沖縄あたりの透明度が高い海を潜っているような感触で観た。
古代魚が至近距離をゆったり泳いでいる。
海中に沈んだ道路や、揺らぐ木や草が海面からよく見える。
よく描きこまれているおかげで、ありえないようなこともごく自然に感じられ、共有体験できる。
本当に不思議な映画だった。
月が近づいてきて大きく見えすぎるのも、
突然、戦時中みたいなトーンが混ざるのも違和感がなく、
とてつもなくスケールの大きな映画だと感じた。

あちらとこちらと、いろんな世界を
自由に行き来するファンタジー。

素直に楽しめばいいのだろうけれど、勝手ながら、
これまでの作品にないほど色濃く死生観が込められてるいるような気がした。
宮崎駿さん自身の生と死、亡くなったお母さんに再会したい願い、
亡くなっていった人への沈魂歌・・・、
死後の世界は案外近くにあるし、そう悪くない、
もうすぐ死ぬ人も、遺される人も恐れることはないというメッセージ色を感じた。

スーザン・バーレイ「わすれられないおくりもの」を読み返したくなるような。

ラジオで、とあるタレントが「あれは丹波哲郎ですよ。

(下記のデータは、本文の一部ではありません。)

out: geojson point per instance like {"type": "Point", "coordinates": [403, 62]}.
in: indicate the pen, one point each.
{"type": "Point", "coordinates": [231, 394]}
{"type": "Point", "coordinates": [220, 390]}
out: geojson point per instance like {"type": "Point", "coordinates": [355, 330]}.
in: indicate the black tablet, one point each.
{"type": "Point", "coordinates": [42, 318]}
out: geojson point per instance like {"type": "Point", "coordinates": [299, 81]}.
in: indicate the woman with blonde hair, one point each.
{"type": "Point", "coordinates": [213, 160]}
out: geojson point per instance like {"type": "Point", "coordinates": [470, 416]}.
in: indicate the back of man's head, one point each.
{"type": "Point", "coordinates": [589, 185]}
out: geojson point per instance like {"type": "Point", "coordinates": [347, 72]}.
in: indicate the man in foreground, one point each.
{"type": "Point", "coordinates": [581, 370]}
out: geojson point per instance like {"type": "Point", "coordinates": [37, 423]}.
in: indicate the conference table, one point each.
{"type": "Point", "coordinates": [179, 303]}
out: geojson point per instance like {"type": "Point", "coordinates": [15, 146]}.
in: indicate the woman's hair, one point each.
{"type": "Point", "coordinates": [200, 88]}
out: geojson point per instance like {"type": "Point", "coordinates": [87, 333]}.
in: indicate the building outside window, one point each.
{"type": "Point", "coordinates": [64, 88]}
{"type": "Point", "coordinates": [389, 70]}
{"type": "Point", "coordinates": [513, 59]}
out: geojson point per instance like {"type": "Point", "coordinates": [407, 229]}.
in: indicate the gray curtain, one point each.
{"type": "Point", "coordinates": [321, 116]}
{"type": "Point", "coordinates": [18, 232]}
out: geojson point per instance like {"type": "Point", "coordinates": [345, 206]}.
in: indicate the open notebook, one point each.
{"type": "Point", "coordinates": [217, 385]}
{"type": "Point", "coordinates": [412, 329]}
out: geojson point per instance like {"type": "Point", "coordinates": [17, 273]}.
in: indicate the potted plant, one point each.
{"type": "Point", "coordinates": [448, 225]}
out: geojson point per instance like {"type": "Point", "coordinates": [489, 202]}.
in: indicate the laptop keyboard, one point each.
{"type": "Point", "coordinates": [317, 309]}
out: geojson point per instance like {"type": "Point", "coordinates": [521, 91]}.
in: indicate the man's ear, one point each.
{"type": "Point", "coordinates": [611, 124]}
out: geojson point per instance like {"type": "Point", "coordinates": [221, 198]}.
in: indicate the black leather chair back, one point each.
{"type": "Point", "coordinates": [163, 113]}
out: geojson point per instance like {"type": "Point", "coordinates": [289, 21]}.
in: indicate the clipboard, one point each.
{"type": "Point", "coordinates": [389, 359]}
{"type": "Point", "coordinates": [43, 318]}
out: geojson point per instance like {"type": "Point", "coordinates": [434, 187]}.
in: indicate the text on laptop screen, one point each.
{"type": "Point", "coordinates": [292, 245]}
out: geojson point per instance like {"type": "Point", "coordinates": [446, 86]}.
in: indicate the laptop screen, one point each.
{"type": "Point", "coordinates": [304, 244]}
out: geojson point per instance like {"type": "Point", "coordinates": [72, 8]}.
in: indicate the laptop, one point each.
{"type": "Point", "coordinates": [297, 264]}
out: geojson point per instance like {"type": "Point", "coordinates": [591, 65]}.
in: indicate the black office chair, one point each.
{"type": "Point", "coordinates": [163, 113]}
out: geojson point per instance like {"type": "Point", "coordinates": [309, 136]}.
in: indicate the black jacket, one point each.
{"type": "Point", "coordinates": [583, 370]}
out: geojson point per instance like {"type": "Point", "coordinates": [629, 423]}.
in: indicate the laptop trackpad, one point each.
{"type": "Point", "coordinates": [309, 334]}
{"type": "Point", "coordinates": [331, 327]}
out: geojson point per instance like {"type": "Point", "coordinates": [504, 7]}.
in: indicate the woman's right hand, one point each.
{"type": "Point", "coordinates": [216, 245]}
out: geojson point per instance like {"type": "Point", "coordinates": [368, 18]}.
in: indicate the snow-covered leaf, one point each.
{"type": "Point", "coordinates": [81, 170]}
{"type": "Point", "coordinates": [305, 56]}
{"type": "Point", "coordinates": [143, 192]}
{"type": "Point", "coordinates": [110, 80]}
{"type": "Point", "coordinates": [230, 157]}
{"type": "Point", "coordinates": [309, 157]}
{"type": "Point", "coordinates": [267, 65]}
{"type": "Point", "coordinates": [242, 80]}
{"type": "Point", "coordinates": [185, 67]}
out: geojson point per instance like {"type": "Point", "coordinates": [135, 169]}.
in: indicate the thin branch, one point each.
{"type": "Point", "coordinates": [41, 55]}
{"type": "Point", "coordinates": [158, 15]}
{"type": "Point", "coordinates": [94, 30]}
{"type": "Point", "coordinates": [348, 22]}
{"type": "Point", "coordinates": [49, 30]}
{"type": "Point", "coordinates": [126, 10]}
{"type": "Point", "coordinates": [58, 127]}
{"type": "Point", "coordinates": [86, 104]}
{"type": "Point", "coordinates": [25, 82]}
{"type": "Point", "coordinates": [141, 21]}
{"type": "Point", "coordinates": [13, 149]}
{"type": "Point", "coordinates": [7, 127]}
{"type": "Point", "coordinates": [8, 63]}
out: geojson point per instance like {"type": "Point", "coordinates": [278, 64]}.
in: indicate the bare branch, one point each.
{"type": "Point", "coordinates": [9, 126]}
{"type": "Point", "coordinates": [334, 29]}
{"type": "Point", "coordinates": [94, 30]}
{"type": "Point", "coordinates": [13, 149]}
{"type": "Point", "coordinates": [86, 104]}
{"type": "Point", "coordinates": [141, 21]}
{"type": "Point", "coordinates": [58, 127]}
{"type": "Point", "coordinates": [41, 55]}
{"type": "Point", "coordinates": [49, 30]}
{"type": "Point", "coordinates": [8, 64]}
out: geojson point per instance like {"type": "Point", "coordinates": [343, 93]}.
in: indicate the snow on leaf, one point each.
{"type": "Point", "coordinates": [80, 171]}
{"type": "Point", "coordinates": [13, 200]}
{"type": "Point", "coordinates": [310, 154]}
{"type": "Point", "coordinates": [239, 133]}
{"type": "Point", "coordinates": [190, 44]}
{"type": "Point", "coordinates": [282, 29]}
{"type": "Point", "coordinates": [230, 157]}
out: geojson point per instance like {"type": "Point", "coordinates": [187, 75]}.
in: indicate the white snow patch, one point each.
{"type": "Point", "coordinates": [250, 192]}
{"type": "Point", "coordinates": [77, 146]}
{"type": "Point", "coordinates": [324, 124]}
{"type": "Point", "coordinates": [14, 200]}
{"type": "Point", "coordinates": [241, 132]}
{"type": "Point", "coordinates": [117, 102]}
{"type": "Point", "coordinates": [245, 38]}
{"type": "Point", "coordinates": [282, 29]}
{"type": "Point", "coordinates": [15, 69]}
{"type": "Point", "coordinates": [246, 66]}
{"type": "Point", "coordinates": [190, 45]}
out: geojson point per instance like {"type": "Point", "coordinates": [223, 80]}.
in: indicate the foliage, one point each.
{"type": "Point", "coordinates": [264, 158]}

『大霊界』ですね」と話していたので、
いろいろな観方ができる作品なのだろう。

やたらポジティブなポニョ、山口智子そっくりのリサは、ほとばしる「生」のイメージだった。

寝る前、文藝春秋で戸塚洋二さんの記録を読んだ。

「がんを告白し逝った科学者が遺した感動の記録
あと三ヵ月 死への準備日誌
「悟りとはいかなる場合も平気で生きることだ」

データ主義の科学者であっても、自分の身にいつ何が起こるのか不安を抱え、
痛みや投薬による副作用、死が怖くてならないと怯えた。
どう考えれば、その恐怖と向かい合えるのか
ご自身の思いつきについて、具体的に紹介していた。
悶え苦しむ姿をきちんと残していくのが、自分が生きてきた証しでもあったのだろう。

夫人の記録も紹介されていた。いつもは「パソコンを用意して」と言われるのに「パソコンしまって」と言われてはっとした。それから数日後、戸塚さんは亡くなるのだ。

この時期、夏の疲れが体に蓄積しつつあるようだ。
食べて、読んで、眠って、なんとか乗り越えていかないと。
まだ生きてる者たちは。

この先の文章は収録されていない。